Maldivian President Ibrahim Mohamed Solih, a close ally of Nasheed, said that an investigation was under way as officials rushed to denounce the targeted attack on the country’s second most powerful figure.
“Cowardly attacks like these have no place in our society,” Foreign Minister Abdulla Shahid wrote on Twitter.
The Indian Ocean nation of 340,000 Sunni Muslims is best known for its luxury holiday resorts popular with honeymooners, but it suffers from regular political turmoil.
There was no claim of responsibility for the bomb attack, but officials close to Nasheed’s Maldivian Democratic Party (MDP) said they suspected vested political interests opposed to his anti-corruption drive.
Nasheed has vowed to investigate a US$90 million theft from the state’s tourism promotion authority during the tenure of former Maldivian president Abdulla Yameen.
“There are some dormant Islamists who could have collaborated with political elements threatened by Nasheed’s anti-corruption drive,” an MDP source said.
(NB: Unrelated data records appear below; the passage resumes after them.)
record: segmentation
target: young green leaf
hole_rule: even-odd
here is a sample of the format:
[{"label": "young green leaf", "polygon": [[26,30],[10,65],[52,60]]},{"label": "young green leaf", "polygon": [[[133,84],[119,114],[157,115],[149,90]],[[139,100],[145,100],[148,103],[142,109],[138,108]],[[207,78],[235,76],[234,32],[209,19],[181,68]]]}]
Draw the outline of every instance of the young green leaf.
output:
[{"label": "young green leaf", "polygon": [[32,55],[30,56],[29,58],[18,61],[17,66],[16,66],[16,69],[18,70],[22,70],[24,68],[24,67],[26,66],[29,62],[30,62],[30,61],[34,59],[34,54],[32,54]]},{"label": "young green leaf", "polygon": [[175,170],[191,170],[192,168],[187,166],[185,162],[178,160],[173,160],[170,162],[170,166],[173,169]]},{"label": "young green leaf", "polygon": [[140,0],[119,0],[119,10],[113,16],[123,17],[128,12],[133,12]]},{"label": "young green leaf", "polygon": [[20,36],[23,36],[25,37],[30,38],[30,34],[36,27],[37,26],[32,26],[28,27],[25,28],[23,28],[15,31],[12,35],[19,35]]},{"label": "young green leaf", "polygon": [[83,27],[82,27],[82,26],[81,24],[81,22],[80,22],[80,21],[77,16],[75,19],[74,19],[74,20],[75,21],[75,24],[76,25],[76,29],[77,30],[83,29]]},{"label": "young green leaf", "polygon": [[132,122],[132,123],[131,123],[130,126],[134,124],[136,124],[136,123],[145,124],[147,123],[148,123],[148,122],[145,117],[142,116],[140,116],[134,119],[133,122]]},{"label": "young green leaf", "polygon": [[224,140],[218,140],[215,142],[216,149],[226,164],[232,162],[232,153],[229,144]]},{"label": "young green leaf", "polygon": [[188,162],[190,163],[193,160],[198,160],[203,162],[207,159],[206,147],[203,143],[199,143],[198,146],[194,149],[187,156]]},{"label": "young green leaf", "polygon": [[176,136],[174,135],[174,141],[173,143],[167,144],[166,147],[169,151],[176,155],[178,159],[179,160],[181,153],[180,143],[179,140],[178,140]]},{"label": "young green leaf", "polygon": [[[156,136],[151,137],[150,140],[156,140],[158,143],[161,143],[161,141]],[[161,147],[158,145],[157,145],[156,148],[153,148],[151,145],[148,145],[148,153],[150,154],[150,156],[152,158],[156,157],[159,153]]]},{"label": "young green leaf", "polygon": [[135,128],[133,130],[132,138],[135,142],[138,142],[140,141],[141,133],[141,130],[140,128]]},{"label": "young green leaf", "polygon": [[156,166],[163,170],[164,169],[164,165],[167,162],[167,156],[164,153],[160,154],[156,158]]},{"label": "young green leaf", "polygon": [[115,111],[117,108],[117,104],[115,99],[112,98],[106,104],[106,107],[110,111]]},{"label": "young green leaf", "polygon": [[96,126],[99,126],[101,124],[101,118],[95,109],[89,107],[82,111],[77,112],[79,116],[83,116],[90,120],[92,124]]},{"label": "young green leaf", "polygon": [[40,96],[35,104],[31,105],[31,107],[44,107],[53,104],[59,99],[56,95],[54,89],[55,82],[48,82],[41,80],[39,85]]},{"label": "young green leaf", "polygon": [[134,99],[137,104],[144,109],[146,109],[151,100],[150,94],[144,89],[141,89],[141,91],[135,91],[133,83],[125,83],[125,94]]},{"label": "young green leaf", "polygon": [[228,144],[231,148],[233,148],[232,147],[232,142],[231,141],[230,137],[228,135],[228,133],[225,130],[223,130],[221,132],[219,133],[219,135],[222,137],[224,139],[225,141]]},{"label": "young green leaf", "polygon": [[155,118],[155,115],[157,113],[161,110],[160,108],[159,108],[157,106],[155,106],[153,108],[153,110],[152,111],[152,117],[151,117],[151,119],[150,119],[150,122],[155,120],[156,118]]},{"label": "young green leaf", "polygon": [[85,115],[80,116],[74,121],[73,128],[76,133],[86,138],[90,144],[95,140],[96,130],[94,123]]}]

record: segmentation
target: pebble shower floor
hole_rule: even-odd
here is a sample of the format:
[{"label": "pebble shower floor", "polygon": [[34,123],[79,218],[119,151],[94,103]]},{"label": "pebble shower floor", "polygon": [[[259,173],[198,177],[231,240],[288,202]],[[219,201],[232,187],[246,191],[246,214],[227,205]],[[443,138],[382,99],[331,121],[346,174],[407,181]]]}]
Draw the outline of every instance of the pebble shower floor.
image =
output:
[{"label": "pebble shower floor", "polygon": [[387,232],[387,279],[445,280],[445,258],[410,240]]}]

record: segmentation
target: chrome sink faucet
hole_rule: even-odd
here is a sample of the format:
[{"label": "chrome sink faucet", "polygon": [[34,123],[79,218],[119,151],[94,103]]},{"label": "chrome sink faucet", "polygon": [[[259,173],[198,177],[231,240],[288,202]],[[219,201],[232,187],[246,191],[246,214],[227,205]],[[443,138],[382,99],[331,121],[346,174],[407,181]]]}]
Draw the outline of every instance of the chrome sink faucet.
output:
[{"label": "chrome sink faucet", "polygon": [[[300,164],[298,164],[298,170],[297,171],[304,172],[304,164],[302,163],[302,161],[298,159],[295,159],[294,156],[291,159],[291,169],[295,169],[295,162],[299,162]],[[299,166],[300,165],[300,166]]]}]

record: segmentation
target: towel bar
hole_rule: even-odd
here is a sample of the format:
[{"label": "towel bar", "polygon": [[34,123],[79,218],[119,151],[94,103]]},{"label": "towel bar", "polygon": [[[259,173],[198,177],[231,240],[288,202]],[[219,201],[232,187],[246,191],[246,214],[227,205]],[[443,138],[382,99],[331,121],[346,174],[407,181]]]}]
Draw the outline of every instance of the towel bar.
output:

The government has cracked down on extremism and foreign preachers are banned. Violent attacks have been rare, but a dozen foreign tourists were wounded by a bomb blast in Male in 2007. The Islamic State claimed a boat arson attack last year, but there is little evidence the group has a presence in the archipelago.
Yameen claimed that he survived an assassination attempt following a blast aboard his yacht in September 2015. He was unhurt.
Nasheed rose to become the Maldives’ first democratically elected leader in 2008 in the country’s first multiparty elections after 30 years of autocratic rule.